Thread: Generate list of tokens for a query

  1. #1
    Registered User
    Join Date
    Aug 2012
    Posts
    78

    Generate list of tokens for a query

    Hello there!


    I'm trying to solve the following problem:

    Given a query, find all possible tokens, i.e. query-splits

    Example:
    query = New York Hotel
    tokens = {New, York, Hotel, New York, New Hotel, ...., New Hotel York, Hotel New York, ...}
    Given a query with word count n, the total number of tokens is:
    n + n*(n-1) + n*(n-1)*(n-2) + ... + n! (any explicit formula available for this sum?)

    Now, I have came across various code snippets to generate permutations for a string, but never for a sentence.

    Any ideas on how to proceed?
    Last edited by in_ship; 06-09-2013 at 12:48 AM.

  2. #2
    and the hat of int overfl Salem's Avatar
    Join Date
    Aug 2001
    Location
    The edge of the known universe
    Posts
    39,666
    So you know how to permute "abc", but not "New York Hotel" ?

    How about permuting 0,1,2 and use them as indices into an array of words containing New York Hotel ?
    If you dance barefoot on the broken glass of undefined behaviour, you've got to expect the occasional cut.
    If at first you don't succeed, try writing your phone number on the exam paper.

  3. #3
    Registered User
    Join Date
    Aug 2010
    Location
    Poland
    Posts
    733
    Quote Originally Posted by in_ship View Post
    Now, I have came across various code snippets to generate permutations for a string, but never for a sentence.
    Sentence is also a string. `std::string` doesn't care if it holds a word, a single character, or a whole sentence.

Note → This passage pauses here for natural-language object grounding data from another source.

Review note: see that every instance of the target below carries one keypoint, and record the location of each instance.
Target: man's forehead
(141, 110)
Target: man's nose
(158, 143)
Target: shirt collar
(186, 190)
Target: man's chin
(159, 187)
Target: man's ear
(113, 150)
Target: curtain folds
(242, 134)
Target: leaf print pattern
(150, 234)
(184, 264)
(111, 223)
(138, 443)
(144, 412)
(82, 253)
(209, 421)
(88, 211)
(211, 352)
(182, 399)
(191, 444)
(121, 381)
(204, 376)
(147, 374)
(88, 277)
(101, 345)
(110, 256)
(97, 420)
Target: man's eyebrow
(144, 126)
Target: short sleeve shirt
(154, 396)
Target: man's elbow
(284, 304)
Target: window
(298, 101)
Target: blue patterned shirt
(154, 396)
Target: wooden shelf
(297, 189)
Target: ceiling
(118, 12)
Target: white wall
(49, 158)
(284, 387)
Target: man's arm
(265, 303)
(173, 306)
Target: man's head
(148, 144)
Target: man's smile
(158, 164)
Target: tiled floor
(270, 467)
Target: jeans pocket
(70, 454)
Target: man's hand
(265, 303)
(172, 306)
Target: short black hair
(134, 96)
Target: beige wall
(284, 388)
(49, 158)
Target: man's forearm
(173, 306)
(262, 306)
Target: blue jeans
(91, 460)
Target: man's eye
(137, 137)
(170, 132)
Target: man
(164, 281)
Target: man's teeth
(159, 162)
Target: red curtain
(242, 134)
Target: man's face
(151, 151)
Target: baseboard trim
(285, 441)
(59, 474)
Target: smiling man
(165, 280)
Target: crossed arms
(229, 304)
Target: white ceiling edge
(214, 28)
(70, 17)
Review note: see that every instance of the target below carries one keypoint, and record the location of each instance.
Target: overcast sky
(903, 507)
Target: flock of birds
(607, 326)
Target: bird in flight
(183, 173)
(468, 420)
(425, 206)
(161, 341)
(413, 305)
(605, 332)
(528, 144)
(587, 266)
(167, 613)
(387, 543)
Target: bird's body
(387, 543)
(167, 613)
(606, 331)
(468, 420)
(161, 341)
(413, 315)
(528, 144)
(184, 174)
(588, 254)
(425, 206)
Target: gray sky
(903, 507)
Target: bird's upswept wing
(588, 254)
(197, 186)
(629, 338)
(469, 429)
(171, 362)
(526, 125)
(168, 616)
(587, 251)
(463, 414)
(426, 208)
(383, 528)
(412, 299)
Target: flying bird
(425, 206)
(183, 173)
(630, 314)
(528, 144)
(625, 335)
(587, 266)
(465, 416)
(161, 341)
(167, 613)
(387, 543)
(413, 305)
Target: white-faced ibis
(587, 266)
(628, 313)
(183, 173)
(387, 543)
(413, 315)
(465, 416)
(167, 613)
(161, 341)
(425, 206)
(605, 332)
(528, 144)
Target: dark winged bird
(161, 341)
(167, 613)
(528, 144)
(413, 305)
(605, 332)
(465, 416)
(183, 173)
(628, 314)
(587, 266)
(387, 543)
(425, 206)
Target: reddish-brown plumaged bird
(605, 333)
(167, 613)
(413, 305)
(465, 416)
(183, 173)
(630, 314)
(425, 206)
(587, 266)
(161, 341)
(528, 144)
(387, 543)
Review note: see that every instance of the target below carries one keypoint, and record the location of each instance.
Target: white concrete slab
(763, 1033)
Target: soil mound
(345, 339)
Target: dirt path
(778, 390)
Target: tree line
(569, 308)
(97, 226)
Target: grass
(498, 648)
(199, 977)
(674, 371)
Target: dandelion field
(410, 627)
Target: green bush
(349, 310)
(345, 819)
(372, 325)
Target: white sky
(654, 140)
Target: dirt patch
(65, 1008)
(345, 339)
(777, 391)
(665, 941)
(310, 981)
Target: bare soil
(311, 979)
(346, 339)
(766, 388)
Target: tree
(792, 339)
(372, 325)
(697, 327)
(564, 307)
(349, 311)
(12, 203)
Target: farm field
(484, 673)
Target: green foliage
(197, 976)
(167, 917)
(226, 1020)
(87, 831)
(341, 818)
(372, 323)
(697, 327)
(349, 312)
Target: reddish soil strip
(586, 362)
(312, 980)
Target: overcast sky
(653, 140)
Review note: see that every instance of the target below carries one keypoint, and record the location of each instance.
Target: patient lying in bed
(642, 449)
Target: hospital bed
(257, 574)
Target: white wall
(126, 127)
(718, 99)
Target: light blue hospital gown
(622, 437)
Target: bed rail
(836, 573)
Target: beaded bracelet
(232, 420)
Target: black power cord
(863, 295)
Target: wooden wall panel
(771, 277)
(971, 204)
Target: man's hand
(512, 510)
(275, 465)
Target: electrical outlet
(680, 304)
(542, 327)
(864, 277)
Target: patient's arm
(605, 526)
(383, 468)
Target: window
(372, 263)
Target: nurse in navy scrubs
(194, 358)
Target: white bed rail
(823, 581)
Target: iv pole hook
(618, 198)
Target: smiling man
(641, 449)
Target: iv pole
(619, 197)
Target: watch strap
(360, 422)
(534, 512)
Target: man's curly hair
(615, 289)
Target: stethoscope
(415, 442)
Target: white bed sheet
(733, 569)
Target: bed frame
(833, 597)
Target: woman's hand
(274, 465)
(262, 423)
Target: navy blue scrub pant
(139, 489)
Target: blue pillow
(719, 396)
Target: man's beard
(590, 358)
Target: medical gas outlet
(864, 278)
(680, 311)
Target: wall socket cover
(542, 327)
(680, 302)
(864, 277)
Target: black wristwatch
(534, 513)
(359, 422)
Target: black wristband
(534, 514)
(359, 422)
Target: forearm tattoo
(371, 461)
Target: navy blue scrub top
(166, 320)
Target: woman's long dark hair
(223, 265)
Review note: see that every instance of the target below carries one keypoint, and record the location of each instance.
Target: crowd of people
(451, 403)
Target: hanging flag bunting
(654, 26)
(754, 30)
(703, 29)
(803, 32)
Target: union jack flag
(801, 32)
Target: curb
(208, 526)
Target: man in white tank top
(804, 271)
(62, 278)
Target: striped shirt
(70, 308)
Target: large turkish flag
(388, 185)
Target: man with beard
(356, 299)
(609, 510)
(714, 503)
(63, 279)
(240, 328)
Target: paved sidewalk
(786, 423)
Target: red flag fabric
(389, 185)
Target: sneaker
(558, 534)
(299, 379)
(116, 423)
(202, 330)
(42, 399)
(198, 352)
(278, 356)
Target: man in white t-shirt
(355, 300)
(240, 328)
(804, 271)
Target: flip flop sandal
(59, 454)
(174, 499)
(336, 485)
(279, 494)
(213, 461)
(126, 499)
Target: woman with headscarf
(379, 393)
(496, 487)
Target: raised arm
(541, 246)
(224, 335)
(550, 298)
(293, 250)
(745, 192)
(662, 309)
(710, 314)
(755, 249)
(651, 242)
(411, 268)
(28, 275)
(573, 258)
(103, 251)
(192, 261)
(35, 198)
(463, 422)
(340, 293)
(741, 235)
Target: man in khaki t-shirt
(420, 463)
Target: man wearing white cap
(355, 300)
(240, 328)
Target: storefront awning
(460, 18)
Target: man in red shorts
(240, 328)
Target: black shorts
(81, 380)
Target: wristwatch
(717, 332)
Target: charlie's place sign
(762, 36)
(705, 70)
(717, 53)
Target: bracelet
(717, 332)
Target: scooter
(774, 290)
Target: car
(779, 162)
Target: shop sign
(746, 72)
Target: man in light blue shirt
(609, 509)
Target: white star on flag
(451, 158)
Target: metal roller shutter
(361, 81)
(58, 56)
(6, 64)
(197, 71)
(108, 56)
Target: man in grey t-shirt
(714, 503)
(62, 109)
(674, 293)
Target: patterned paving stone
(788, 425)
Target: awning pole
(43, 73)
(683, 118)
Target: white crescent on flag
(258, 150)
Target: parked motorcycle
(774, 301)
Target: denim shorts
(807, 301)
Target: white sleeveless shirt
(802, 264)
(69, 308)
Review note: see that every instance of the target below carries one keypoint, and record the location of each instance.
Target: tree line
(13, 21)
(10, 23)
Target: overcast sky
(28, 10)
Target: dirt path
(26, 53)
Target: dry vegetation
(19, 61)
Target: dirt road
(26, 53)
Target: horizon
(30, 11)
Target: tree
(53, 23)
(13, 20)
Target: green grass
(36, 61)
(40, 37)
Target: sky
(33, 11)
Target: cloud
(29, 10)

You need to split the query string into tokens:

    Code:
    std::string query; // your sentence
    
    std::getline(std::cin, query); // read the sentence
    
    // split sentence from `query` into separate words
    std::istringstream ss(query);
    std::vector<std::string> words;
    while (ss)
    {
        std::string word;
        ss >> word;
        if (!word.empty())
        {
            words.push_back(std::move(word));
        }
    }
    
    /* Here, generate permutations for the strings in `words`. */

  4. #4
    Registered User
    Join Date
    Aug 2012
    Posts
    78
    I found another way of doing it, using next_permutation.

    I have extended the problem a bit: I read a list of queries from a file, compute all its tokens/permutations and lookup whether and how many times these tokens are contained in the same file itself.
    Then, I compute a range of statistics (mean, median, mode).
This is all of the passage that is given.